A refreshing glass of chilled rose wine with its array of vibrant flavors is the perfect answer to what wine to drink on a hot day. In the past there were generally only a few styles on most retail store shelves (mostly very sweet styles), but today a whole range of rose is available in local shops with some stores having entire sections devoted to rose wines.
As with any style of wine there are different types based on the grape variety used in production. Rose wines range in color from light pink to a deep salmon. But based on the grape used for production, the styles can have many different tastes, some similar and others distinctly different.
Malbec red wine is growing in popularity as more consumers become familiar with it. The same can be said of malbec rose. When creating a rose wine the winemaker will let the juice soak on the skins of the red grapes for a very short time. The malbec grape is known for its juicy powerful skin and the rose styles reflect this with a fuller body and with tannic structure more so than other roses. A malbec rose is a crowd-pleaser, easy to drink and pairs with most proteins traditionally only thought to match with red wines.
- 2014 Domaine Bousquet, Argentina (about $9 retail)
- 2014 Calcu Rose, Chile (about $15 retail)

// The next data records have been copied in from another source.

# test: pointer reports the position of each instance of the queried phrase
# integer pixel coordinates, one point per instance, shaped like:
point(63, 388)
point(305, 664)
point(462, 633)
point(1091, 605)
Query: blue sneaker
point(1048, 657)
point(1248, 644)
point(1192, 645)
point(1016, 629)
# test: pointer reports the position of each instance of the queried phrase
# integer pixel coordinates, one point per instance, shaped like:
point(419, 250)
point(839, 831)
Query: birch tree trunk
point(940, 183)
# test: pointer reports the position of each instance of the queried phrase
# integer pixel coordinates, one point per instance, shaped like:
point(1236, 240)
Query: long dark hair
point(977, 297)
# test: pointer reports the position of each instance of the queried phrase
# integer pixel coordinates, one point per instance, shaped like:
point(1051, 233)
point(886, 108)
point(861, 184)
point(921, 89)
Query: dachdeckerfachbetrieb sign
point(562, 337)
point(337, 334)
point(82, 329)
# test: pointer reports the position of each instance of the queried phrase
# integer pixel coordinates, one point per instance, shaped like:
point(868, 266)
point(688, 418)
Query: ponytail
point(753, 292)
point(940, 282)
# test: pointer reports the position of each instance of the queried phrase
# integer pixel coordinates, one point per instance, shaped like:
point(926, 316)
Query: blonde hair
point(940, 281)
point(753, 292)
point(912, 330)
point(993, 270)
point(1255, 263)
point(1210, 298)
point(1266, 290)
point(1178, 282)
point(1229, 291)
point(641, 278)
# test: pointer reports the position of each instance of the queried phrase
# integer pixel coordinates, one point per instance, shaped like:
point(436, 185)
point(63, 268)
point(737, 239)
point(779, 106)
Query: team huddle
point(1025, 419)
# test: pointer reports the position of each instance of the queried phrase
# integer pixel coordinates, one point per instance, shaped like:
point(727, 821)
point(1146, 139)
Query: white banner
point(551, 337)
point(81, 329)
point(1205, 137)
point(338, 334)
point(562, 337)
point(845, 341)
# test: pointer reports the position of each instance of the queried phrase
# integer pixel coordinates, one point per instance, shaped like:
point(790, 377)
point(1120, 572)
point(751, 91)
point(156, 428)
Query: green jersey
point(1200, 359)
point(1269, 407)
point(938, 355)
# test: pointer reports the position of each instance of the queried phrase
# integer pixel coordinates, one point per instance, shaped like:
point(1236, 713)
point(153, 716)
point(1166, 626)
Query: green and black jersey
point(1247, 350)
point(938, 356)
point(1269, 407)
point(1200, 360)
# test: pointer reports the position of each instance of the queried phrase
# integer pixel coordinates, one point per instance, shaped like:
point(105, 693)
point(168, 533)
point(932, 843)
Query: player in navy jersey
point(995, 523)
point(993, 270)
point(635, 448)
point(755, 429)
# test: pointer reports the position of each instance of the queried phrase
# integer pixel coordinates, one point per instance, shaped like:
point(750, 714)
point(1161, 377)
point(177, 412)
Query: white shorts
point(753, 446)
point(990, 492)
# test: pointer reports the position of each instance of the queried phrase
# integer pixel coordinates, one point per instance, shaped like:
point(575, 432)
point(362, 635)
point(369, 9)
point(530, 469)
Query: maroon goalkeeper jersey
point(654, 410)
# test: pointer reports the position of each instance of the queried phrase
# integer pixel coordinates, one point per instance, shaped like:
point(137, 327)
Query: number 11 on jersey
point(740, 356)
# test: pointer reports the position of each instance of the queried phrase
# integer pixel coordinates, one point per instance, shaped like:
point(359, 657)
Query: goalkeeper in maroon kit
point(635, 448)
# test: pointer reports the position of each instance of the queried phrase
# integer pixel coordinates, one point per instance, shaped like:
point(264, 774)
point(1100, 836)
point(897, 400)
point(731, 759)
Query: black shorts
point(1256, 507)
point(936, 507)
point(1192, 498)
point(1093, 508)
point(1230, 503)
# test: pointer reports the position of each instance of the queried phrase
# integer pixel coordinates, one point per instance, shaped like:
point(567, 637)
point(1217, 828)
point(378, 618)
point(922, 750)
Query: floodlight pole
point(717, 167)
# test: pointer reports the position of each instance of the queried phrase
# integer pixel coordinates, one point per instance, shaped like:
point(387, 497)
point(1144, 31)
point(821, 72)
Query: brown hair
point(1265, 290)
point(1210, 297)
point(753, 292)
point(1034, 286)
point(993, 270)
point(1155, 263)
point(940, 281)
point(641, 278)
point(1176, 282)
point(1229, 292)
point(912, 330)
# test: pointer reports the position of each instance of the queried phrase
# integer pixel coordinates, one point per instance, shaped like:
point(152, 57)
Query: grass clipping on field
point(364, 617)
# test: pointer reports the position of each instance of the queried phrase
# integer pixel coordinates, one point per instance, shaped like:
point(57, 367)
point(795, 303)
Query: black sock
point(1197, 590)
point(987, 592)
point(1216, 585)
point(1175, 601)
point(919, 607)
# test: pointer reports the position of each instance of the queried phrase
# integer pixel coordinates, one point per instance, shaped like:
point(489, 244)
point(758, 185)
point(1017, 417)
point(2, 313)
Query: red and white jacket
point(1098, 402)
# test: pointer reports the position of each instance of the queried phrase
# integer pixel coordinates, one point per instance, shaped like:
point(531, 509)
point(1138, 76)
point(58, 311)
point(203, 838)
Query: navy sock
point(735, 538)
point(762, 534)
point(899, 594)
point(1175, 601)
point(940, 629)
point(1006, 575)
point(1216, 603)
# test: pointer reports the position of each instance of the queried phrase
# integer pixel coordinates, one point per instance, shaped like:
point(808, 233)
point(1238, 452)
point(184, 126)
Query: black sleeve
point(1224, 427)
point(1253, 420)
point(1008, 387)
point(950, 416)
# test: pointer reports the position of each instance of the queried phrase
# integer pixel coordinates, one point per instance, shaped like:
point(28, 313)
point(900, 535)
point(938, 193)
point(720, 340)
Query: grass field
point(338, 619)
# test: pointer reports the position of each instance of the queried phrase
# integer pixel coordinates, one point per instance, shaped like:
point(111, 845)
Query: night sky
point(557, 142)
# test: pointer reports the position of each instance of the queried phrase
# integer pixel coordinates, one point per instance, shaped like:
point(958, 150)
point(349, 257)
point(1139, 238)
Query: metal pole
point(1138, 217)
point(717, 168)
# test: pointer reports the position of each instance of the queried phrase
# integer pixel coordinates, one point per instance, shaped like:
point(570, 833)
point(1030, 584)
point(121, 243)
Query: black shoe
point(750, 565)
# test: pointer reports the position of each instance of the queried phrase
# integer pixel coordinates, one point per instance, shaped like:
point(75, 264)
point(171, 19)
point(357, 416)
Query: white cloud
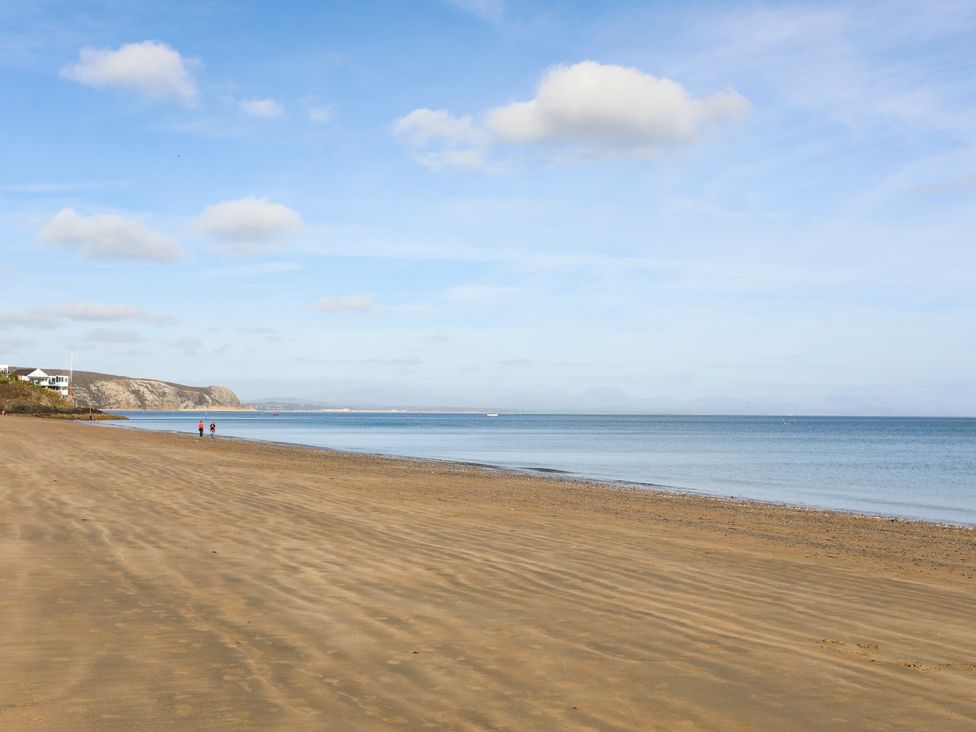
point(263, 108)
point(188, 345)
point(99, 311)
point(353, 303)
point(598, 108)
point(110, 335)
point(469, 159)
point(83, 311)
point(321, 115)
point(423, 126)
point(477, 292)
point(492, 10)
point(249, 224)
point(611, 108)
point(150, 68)
point(108, 237)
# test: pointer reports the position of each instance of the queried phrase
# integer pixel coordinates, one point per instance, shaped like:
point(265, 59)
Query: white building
point(37, 377)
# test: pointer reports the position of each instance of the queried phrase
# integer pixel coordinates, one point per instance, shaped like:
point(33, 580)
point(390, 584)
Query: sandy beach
point(156, 581)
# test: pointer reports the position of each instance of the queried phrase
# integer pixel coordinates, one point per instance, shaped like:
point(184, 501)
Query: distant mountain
point(108, 391)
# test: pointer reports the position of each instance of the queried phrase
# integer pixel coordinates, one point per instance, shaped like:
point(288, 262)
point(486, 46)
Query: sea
point(913, 468)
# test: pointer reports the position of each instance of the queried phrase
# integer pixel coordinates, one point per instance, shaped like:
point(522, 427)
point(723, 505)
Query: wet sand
point(156, 581)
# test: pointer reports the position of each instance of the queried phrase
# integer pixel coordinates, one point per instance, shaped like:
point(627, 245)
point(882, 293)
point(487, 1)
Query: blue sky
point(759, 207)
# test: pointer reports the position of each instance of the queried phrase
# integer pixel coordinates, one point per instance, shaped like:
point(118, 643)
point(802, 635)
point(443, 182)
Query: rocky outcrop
point(105, 391)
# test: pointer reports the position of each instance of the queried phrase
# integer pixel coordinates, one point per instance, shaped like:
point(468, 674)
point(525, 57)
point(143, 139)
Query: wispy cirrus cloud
point(490, 10)
point(113, 335)
point(108, 237)
point(350, 303)
point(262, 108)
point(79, 311)
point(151, 68)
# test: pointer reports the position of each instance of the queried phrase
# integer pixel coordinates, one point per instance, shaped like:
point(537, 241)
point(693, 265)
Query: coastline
point(160, 580)
point(558, 474)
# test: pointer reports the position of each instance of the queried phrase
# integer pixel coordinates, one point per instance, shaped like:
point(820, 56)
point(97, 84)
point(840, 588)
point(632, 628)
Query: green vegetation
point(22, 397)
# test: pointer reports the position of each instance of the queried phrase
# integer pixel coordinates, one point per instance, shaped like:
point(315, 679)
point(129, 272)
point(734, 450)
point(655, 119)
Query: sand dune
point(168, 582)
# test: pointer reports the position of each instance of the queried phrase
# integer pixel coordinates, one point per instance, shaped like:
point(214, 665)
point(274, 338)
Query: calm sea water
point(921, 468)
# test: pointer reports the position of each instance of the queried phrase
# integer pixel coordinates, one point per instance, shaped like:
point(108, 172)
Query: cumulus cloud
point(597, 108)
point(423, 126)
point(108, 237)
point(611, 107)
point(249, 224)
point(321, 115)
point(353, 303)
point(263, 108)
point(150, 68)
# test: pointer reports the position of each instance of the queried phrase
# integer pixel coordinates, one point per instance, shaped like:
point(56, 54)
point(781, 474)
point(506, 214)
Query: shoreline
point(557, 474)
point(156, 582)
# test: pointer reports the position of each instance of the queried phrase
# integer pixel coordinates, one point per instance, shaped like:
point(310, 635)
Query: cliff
point(106, 391)
point(21, 397)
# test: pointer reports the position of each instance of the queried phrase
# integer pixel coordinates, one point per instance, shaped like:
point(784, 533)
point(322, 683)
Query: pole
point(71, 378)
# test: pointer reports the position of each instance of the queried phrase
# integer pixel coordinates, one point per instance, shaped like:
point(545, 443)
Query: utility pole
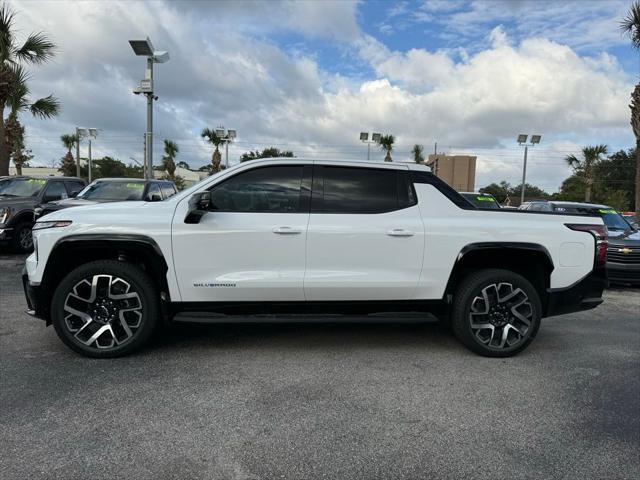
point(522, 140)
point(524, 174)
point(89, 159)
point(144, 48)
point(77, 152)
point(149, 137)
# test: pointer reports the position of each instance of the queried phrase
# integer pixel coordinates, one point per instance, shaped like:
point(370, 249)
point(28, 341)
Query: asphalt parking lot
point(322, 401)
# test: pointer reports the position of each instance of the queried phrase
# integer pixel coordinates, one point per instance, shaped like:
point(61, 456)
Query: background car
point(481, 200)
point(20, 195)
point(106, 190)
point(623, 253)
point(632, 218)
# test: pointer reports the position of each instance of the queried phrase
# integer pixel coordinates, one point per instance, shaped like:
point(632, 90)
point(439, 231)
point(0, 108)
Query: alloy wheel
point(103, 311)
point(501, 316)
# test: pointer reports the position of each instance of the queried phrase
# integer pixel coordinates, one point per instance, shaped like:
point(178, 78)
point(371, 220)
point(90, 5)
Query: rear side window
point(261, 190)
point(74, 187)
point(363, 190)
point(168, 190)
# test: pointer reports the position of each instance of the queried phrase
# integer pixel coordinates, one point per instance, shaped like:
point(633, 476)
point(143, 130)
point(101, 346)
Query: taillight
point(599, 232)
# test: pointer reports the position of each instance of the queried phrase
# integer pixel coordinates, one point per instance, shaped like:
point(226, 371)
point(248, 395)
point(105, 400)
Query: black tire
point(22, 241)
point(510, 300)
point(116, 279)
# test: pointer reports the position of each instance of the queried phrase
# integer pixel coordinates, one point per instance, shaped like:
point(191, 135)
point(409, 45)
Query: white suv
point(300, 236)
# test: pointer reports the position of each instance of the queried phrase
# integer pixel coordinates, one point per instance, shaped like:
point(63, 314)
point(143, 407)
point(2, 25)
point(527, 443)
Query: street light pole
point(149, 137)
point(522, 140)
point(144, 48)
point(364, 138)
point(77, 152)
point(524, 174)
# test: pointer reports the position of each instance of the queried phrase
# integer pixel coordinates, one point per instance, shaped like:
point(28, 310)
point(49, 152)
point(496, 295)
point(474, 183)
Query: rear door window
point(361, 190)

Pinot Noir is a finicky grape to grow; it is very sensitive to a region’s climate, soil and overall location. But this finickiness is also why we love the unique qualities of pinot noir with its elegant and powerful flavors when produced as a red wine. When a winemaker chooses to turn the grape into a rose, it showcases the same unique qualities and divine tastes. The flavors of this rose are usually cherry, raspberry, spice and bright berries.
- 2014 Elk Cove Pinot Noir Rose, Oregon (about $17 retail)
- 2014 Calera Pinot Noir Rose, California (about $25 retail)
Grenache, also known as Garnacha in Spain, is ideal for producing rose wines because of its low tannin and acidity. It almost always shows flavors of strawberry, raspberry, watermelon and sometimes lemonade.